Monday, May 19, 2008

Huntington Hartford, A. & P. Heir, Dies at 97


Huntington Hartford, who inherited a fortune from the A. & P. grocery business and lost most of it chasing his dreams as an entrepreneur, arts patron and man of leisure, died Monday at his home in Lyford Cay in the Bahamas. He was 97.

His death was announced by his daughter, Juliet Hartford.
Mr. Hartford, a grandson of a principal founder of the Great Atlantic & Pacific Tea Company, was treated like a prince as a boy, indulged by his mother and a staff of servants and eventually provided with a living of about $1.5 million a year. Not content merely to be rich, he longed to be a writer and, more than that, an arbiter of culture and a master builder — ambitions that eluded him time after time.
A famous example was the Huntington Hartford Museum, also known as the Gallery of Modern Art, at 2 Columbus Circle in Manhattan. Mr. Hartford opened it in 1964 as a showcase for 19th- and 20th-century work that went against the prevailing current of Abstract Expressionism, which he detested.
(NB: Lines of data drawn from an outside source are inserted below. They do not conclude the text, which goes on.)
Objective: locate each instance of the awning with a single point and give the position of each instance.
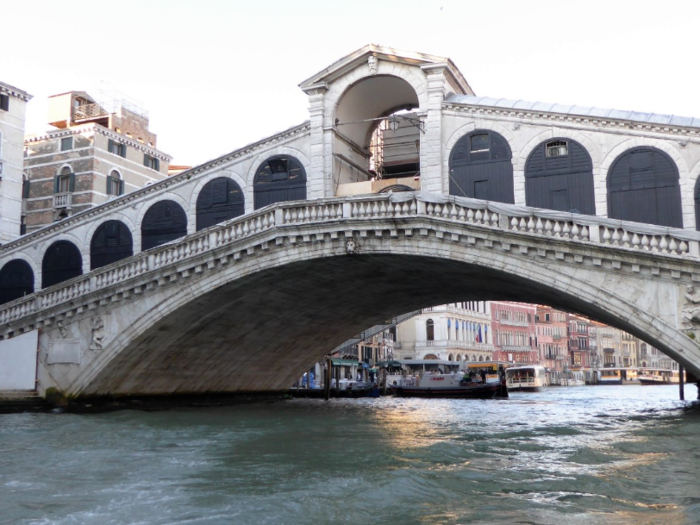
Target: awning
(344, 362)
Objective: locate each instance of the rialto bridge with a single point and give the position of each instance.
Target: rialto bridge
(402, 191)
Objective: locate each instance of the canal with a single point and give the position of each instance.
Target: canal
(604, 454)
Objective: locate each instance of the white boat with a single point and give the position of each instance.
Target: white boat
(610, 376)
(658, 376)
(530, 378)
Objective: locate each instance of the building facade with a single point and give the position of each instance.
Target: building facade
(453, 332)
(552, 328)
(13, 103)
(514, 332)
(96, 152)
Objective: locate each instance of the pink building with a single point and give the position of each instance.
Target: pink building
(514, 334)
(552, 340)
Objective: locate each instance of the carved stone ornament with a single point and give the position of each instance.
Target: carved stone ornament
(690, 313)
(352, 247)
(62, 330)
(372, 63)
(98, 334)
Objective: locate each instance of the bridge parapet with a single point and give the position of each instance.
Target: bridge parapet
(533, 222)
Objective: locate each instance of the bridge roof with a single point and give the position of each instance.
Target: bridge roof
(349, 62)
(569, 109)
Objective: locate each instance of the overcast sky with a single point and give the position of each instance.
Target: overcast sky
(216, 75)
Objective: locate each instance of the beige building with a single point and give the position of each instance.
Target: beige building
(453, 332)
(13, 104)
(98, 150)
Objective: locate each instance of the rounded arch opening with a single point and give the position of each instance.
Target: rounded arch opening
(643, 186)
(110, 243)
(219, 200)
(165, 221)
(279, 178)
(16, 280)
(377, 136)
(62, 261)
(481, 167)
(559, 176)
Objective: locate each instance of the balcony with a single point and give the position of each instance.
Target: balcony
(88, 112)
(62, 200)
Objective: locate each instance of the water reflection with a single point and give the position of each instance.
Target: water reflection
(568, 455)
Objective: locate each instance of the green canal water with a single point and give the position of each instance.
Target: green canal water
(589, 455)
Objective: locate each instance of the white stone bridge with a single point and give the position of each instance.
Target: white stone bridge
(238, 274)
(247, 305)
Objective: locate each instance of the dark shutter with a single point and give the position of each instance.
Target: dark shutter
(164, 221)
(16, 280)
(111, 242)
(643, 186)
(62, 261)
(220, 200)
(280, 178)
(561, 182)
(480, 165)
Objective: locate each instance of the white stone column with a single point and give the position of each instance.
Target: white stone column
(431, 140)
(317, 185)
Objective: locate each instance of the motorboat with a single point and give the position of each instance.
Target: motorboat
(445, 385)
(526, 378)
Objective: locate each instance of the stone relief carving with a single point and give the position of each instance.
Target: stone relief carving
(372, 63)
(690, 313)
(98, 334)
(63, 331)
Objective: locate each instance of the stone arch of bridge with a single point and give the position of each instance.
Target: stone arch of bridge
(257, 324)
(616, 152)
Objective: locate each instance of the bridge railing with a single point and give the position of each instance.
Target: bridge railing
(513, 218)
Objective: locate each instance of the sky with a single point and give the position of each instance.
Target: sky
(216, 75)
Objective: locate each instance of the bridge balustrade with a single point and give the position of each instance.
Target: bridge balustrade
(513, 218)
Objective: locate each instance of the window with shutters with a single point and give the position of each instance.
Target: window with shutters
(116, 148)
(64, 181)
(557, 148)
(115, 185)
(151, 162)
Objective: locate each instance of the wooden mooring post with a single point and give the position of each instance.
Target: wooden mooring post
(329, 375)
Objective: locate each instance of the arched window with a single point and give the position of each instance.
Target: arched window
(481, 167)
(62, 261)
(64, 182)
(16, 280)
(115, 184)
(165, 221)
(559, 176)
(280, 178)
(110, 243)
(430, 330)
(220, 200)
(643, 187)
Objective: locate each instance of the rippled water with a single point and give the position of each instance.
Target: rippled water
(605, 454)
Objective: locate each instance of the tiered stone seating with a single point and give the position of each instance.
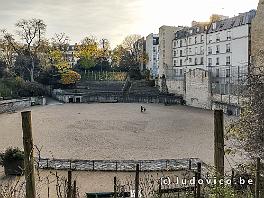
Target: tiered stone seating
(142, 87)
(101, 86)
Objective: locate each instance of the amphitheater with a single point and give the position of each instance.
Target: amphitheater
(111, 131)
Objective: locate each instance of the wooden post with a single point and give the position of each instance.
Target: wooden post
(199, 170)
(232, 177)
(257, 182)
(190, 164)
(74, 193)
(28, 158)
(137, 181)
(69, 189)
(219, 142)
(115, 188)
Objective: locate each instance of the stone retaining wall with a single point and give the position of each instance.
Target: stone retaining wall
(17, 104)
(119, 165)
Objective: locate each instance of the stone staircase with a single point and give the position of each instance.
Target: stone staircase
(94, 87)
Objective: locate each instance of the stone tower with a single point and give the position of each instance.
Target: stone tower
(257, 36)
The building, designed by Edward Durell Stone, was considered a folly or worse: “a die-cut Venetian palazzo on lollipops,” wrote Ada Louise Huxtable, then the architecture critic of The New York Times.
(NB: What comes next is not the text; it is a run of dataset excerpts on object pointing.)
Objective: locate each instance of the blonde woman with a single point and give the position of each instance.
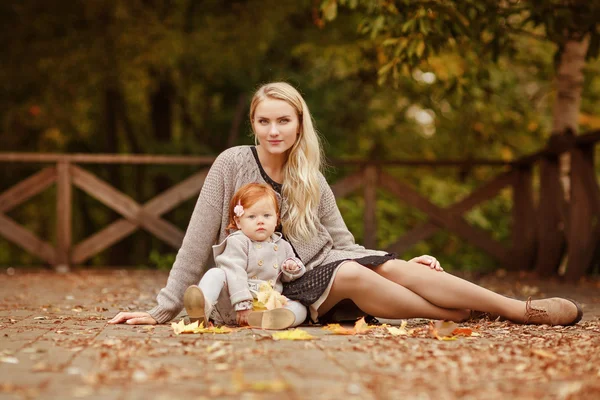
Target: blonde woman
(288, 156)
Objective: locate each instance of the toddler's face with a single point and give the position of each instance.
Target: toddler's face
(259, 221)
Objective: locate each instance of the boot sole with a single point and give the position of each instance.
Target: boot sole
(279, 318)
(193, 301)
(579, 313)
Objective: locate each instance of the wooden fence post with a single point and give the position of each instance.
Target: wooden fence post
(523, 217)
(63, 216)
(550, 222)
(370, 217)
(584, 226)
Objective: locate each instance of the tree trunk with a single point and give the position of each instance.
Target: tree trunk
(569, 84)
(161, 114)
(554, 173)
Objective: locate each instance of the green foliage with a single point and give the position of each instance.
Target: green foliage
(171, 77)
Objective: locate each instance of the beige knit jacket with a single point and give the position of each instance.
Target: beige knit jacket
(231, 170)
(248, 264)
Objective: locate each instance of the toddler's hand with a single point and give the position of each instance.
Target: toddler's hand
(242, 317)
(290, 266)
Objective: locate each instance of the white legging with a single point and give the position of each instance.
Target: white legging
(214, 286)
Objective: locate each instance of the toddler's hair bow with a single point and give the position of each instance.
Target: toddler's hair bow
(238, 210)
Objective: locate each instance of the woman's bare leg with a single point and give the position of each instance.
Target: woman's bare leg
(381, 297)
(449, 291)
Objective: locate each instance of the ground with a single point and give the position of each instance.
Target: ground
(55, 344)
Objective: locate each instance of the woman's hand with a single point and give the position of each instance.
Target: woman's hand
(290, 266)
(430, 261)
(133, 318)
(242, 317)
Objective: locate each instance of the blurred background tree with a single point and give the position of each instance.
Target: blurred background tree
(175, 77)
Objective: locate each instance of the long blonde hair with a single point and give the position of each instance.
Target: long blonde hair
(301, 171)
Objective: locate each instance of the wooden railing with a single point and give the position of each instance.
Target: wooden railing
(534, 229)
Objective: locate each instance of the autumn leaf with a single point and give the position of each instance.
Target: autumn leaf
(337, 329)
(180, 327)
(441, 330)
(240, 384)
(401, 331)
(294, 334)
(544, 354)
(359, 327)
(213, 329)
(268, 298)
(462, 332)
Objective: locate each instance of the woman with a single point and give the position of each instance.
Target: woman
(288, 157)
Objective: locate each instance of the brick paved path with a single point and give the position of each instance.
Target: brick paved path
(55, 344)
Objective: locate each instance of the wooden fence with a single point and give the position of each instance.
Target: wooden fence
(534, 229)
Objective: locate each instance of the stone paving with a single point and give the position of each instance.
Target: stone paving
(55, 344)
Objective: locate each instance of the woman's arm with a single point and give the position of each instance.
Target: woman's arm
(194, 257)
(332, 220)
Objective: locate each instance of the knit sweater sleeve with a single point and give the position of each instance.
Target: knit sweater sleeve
(332, 220)
(194, 256)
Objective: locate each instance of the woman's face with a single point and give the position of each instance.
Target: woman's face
(276, 125)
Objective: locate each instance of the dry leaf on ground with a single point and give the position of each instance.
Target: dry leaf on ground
(294, 334)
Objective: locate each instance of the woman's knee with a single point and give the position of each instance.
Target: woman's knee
(402, 272)
(350, 273)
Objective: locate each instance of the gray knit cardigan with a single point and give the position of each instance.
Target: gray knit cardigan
(231, 170)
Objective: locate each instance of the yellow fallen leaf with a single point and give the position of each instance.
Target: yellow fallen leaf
(447, 338)
(361, 326)
(268, 298)
(181, 327)
(258, 306)
(240, 384)
(401, 331)
(337, 329)
(462, 332)
(194, 327)
(213, 329)
(276, 385)
(445, 328)
(544, 354)
(294, 334)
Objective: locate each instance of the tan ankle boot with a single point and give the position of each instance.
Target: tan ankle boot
(552, 311)
(195, 305)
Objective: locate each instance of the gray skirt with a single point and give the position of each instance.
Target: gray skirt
(309, 288)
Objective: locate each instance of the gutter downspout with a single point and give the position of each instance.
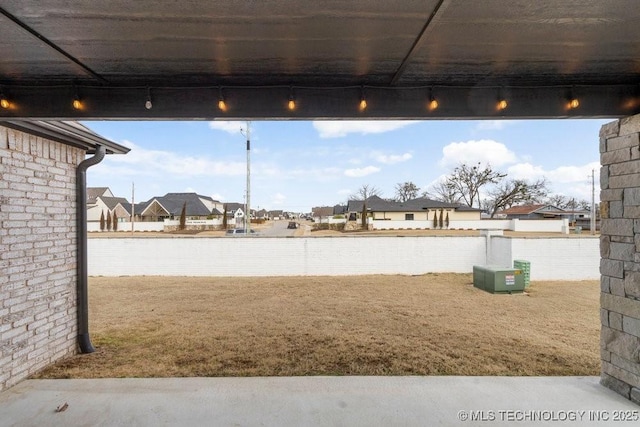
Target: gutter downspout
(84, 342)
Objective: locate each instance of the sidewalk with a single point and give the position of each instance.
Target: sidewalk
(316, 401)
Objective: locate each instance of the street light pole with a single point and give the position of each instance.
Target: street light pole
(592, 221)
(247, 213)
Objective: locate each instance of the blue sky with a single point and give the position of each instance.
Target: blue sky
(296, 165)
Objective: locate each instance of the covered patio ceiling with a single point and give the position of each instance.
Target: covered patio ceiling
(326, 56)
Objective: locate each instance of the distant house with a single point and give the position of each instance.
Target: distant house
(537, 211)
(542, 211)
(100, 201)
(262, 214)
(276, 215)
(319, 212)
(235, 210)
(420, 209)
(170, 206)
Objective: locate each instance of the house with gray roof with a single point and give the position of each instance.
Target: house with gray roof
(419, 209)
(170, 206)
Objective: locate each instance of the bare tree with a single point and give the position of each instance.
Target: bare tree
(569, 203)
(224, 217)
(442, 192)
(366, 191)
(183, 217)
(466, 181)
(515, 191)
(406, 191)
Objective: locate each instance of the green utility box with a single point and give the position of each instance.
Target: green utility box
(525, 266)
(498, 280)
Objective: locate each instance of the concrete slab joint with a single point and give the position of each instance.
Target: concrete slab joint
(620, 251)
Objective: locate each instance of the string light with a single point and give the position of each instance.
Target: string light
(77, 104)
(291, 105)
(574, 103)
(148, 105)
(222, 105)
(4, 102)
(363, 100)
(433, 102)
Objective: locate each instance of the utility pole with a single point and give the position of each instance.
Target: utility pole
(592, 222)
(247, 228)
(133, 213)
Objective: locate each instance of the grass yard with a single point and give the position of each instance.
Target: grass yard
(436, 324)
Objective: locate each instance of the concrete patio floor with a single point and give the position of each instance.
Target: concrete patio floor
(316, 401)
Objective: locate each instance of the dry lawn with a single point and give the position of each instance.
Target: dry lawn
(436, 324)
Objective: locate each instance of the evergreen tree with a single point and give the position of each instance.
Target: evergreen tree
(183, 217)
(224, 218)
(364, 215)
The art within was generally unremarkable. And far from becoming the self-sustaining museum that Mr. Hartford had envisioned, it cost him $7.4 million before he abandoned the building to a rocky fate. It was occupied for many years by the city’s Department of Cultural Affairs and the Convention and Visitors Bureau and is now undergoing a extensive redesign as the future home of the Museum of Arts and Design (formerly known as the American Craft Museum).
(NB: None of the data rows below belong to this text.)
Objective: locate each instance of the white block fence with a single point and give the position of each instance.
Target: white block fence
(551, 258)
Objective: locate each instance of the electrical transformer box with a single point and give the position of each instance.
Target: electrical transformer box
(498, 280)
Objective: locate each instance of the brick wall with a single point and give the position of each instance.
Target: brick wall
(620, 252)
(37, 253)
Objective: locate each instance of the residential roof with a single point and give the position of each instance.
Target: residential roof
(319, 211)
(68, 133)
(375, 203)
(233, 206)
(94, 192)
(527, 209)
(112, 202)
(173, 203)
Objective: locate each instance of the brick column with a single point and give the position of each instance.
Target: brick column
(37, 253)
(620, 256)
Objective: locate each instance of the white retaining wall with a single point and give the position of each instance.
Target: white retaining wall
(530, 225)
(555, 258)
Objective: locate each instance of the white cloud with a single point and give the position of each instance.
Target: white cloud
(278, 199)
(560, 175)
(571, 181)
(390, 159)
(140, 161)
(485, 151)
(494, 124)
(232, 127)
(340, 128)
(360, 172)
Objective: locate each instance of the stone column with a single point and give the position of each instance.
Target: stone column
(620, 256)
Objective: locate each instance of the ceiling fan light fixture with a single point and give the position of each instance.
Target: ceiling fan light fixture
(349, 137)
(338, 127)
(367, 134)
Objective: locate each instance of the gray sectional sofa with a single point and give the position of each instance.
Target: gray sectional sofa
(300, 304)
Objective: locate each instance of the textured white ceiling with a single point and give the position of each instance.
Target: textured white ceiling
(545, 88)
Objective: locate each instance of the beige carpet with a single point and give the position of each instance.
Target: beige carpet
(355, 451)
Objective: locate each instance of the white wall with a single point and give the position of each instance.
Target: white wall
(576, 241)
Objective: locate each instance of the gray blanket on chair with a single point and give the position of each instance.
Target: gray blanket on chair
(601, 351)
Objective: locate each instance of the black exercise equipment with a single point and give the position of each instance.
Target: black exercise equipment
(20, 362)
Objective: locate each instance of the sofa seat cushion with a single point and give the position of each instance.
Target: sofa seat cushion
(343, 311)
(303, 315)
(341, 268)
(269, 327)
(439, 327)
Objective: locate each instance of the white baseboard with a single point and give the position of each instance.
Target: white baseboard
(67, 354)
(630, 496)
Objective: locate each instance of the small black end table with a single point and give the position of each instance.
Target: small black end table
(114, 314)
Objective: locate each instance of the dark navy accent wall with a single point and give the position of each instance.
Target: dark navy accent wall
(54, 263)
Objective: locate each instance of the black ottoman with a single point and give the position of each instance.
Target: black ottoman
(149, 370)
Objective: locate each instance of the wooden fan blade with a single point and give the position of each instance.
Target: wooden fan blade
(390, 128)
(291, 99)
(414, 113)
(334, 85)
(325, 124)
Costlier still was Mr. Hartford’s makeover of Hog Island, in the Bahamas. After buying four-fifths of the place in 1959 and having it renamed Paradise Island, he set about developing a resort with the construction of the Ocean Club and other amenities. Advisers persuaded him to stop short of exotic attractions like chariot races, but, overextended and unable to get a gambling license, he wound up losing an estimated $25 million to $30 million.
There were many lesser ventures that either bombed or fizzled, among them an automated parking garage in Manhattan, a handwriting institute, a modeling agency and his own disastrous stage adaptation of “Jane Eyre.” He inherited an estimated $90 million and lost an estimated $80 million of it.
Writing in Esquire magazine in 1968, after decades of spending beyond his means, Mr. Hartford said that the day had come when the chairman of the Morgan Guaranty Trust Company was “suddenly too busy to see me.” But it was not quite clear whether he was bragging or complaining. “To most Americans the worst errors are financial,” he acknowledged, “and in that respect I have been Horatio Alger in reverse.”
In her book “Squandered Fortune: The Life and Times of Huntington Hartford” (Putnam, 1991), Lisa Rebecca Gubernick wrote that Mr. Hartford could seldom stay focused, a tendency that irritated his associates, who might be summoned from a continent away only to be told that he had no time to see them. Frank Lloyd Wright was said to have remarked that Mr. Hartford was “the sort of man who will come up with an idea, pinch it in the fanny and run.”
Much the same might have been said of his gadabout love life. In his long heyday, Mr. Hartford frequently turned up in the company of movie stars like Lana Turner and Gene Tierney, generating café society headlines. When it came to his four marriages, though, he chose each time a beautiful young woman of no fame or fortune; continued having well-documented affairs regardless; and, after each split, seemed to maintain a genuine affection for the former wife.
According to the Gubernick biography, he even floated the idea that his mother adopt his first wife, the former Mary Lee Epling, so that he might keep her as a sister after their divorce in 1939. Instead, she made a successful new marriage, with Douglas Fairbanks Jr.
George Huntington Hartford II — he never used the George — was named for his grandfather, who helped to found the Great Atlantic & Pacific Tea Company in 1859. It grew into the world’s biggest retail business, and in 1940 the Securities and Exchange Commission ranked the Hartfords among the nation’s richest families. That had been largely the doing of young Huntington’s two hard-working uncles. His own father, Edward, considered himself a more creative, independent type and did very well with a patented shock absorber for automobiles.
Edward Hartford died in 1922, leaving his share of the A. & P. legacy to his two children: Josephine, the elder, who married the following year; and Huntington, then 12, who came under the care of his mother, Henrietta Guerard Hartford. She was by all accounts an overbearing woman, who emphasized her family’s old South Carolinian bloodlines while covering over the fact that her father, Henry Pollitzer, was the son of a Jewish immigrant from Austria.